Nötiges Quorum liegt bei 1188 Stimmen

„Dieser Antrag kommt zur Unzeit“, hatte Mac Arthur den Vorstoß deutlich kritisiert. Seit dem Klimaschutzkonzept von 2012 sei viel wertvolle Zeit vertan worden. „Da hätte der Ausgang unseres Bürgerbegehrens ruhig abgewartet werden können, um den Antrag bei einem möglichen Scheitern unserer Initiative später einzubringen“, so Mac Arthur.

Bargteheide Zero geht davon aus, dass das nötige Quorum von 1188 Stimmen erreicht worden ist. Selbst dann, wenn bei der Prüfung der Listen durch die Kommunalaufsicht und das Bürgerbüro Bargteheide einige Unterschriften aus formalen Gründen für ungültig erklärt werden sollten.

„Bundesweit hat es inzwischen 70 Klimaentscheide gegeben, und in keinem einzigen Fall ist ein Bürgerbegehren abgewiesen worden“, sagt Tom Mac Arthur.

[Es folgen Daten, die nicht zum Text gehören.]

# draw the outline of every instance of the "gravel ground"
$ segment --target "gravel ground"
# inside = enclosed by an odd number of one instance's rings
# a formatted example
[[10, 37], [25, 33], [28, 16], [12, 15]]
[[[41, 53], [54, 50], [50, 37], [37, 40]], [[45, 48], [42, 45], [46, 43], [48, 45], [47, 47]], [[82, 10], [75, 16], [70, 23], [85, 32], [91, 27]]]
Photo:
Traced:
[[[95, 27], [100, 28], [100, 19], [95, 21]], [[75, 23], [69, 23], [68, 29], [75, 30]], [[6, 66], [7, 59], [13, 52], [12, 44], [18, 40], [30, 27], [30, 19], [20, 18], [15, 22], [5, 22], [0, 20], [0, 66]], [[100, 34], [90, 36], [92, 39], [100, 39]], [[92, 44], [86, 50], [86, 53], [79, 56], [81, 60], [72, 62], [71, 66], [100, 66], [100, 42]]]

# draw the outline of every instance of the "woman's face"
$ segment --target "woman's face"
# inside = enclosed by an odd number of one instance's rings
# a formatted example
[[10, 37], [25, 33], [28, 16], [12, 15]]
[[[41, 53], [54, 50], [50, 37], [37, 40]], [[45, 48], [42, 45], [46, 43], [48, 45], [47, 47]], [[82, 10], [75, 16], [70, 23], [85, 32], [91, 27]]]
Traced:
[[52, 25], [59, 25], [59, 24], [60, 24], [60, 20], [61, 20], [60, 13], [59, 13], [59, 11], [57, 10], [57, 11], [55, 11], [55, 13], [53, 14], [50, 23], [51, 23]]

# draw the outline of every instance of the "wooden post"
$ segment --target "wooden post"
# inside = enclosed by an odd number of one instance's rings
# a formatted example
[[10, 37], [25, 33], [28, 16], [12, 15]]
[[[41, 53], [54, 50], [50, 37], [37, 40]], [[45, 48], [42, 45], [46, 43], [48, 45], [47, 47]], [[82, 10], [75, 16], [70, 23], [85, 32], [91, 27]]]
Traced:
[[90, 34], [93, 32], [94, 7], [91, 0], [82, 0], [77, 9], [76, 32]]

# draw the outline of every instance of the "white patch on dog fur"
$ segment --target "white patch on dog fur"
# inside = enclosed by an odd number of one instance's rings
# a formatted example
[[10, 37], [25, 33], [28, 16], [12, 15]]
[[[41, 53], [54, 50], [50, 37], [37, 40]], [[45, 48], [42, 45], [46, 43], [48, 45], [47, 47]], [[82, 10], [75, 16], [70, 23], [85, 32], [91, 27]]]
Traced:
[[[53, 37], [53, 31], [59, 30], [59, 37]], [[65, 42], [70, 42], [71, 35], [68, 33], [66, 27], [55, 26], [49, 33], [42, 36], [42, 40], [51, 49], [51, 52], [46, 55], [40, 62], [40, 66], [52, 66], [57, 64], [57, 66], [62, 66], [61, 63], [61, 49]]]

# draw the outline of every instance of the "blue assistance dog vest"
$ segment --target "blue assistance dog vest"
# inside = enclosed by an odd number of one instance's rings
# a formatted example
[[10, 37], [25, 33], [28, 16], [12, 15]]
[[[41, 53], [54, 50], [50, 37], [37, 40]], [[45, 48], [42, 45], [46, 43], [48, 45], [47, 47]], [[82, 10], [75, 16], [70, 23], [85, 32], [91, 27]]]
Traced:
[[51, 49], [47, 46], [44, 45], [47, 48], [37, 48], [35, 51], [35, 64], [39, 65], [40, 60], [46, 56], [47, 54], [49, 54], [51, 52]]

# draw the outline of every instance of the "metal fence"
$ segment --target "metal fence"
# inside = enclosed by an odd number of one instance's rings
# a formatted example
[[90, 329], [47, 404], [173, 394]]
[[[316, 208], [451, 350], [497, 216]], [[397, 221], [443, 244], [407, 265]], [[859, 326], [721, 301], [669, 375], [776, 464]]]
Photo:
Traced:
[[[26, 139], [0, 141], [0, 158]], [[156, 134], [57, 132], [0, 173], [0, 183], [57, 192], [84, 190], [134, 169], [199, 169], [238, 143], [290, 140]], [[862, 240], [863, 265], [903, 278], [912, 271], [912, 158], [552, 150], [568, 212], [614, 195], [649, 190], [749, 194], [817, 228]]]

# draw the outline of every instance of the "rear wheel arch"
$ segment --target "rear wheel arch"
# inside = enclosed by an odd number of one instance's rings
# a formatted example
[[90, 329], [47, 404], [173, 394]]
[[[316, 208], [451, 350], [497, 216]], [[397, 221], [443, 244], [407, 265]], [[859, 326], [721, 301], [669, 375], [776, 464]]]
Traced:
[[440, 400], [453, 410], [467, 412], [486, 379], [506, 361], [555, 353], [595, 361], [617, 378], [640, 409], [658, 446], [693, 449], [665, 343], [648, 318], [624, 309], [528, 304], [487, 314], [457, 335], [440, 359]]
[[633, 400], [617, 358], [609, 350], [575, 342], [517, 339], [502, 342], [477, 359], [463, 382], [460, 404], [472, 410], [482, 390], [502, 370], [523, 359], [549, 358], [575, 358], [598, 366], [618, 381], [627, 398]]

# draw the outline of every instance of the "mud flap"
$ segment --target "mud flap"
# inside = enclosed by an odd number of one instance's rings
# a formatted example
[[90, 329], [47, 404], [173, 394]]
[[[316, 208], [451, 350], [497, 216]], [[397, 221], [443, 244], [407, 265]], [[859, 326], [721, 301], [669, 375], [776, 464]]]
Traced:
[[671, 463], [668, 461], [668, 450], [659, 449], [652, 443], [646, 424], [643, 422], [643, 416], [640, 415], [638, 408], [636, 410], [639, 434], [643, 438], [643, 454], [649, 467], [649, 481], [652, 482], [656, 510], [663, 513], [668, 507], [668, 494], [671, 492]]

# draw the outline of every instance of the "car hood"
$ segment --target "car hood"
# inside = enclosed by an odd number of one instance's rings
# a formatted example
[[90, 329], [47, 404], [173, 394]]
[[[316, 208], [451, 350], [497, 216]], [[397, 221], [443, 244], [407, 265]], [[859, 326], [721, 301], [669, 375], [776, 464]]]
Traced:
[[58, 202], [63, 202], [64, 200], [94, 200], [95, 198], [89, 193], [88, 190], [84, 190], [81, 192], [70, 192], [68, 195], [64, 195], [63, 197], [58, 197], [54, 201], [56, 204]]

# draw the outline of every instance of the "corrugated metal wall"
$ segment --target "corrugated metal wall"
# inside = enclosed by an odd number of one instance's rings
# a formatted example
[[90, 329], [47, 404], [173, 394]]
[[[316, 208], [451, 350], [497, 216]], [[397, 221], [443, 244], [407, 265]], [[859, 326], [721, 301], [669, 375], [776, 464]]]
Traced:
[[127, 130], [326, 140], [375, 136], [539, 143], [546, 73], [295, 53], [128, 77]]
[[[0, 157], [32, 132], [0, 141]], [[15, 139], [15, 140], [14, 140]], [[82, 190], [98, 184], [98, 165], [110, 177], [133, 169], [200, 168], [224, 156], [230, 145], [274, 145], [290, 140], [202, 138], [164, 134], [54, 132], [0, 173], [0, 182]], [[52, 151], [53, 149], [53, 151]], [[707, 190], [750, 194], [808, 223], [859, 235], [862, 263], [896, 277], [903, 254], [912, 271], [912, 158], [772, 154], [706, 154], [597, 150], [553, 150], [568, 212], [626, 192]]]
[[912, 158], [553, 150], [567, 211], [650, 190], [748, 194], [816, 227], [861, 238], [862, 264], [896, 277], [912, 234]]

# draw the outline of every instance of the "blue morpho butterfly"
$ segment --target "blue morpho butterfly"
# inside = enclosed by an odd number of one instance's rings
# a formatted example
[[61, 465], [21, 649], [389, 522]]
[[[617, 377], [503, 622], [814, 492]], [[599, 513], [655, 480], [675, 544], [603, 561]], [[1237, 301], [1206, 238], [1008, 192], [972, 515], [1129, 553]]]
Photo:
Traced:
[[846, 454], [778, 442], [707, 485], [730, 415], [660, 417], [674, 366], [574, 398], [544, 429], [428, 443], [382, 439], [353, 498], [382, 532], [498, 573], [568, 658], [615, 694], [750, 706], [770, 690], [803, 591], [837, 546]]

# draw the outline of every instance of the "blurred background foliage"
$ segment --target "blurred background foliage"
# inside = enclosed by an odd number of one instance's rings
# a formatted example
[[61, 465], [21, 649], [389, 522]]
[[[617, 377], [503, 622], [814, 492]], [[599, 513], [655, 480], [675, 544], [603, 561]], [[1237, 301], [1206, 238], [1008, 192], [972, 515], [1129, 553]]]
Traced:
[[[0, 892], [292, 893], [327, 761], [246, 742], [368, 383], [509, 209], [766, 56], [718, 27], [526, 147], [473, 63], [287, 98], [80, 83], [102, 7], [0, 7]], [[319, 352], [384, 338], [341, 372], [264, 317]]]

Deshalb hoffe er, dass es trotz des Antrags von CDU und Grünen zu einem guten Kompromiss komme, das dem Bürgerbegehren nicht entgegenstehe.

Info: Ein Instrument der direkten Demokratie

Seit April 1990 können die Schleswig-Holsteiner durch Bürgerbegehren und Bürgerentscheide direkt in die Kommunalpolitik eingreifen. In der Regel entscheiden die gewählten Ratsmitglieder, wie und wofür die zur Verfügung stehenden Finanzmittel in den Städten und Kommunen eingesetzt werden. Über Bürgerbegehren können in Einzelfällen aber alle Stimmberechtigten über kommunale Sachfragen mitentscheiden.

Das Instrument der direkten Demokratie wird in Stormarn zur Zeit in mehreren Kommunen genutzt, um bestimmte Entwicklungen auf die eine oder andere Weise zu beeinflussen. In der größten Stadt des Kreises sammelt ein Bündnis aus rund 50 Kaufleuten Unterschriften gegen den Parkplatzabbau im Ahrensburger Zentrum. Dort sind bereits mehr als 2000 Unterschriften zusammengekommen, womit das nötige Quorum von 1904 gültigen Stimmen als sicher gilt.

In Siek wollen Einwohner die Erweiterung des Gewerbegebiets Bültbek-Süd verhindern. Hier lagen Anfang der Woche schon 344 Unterschriften vor.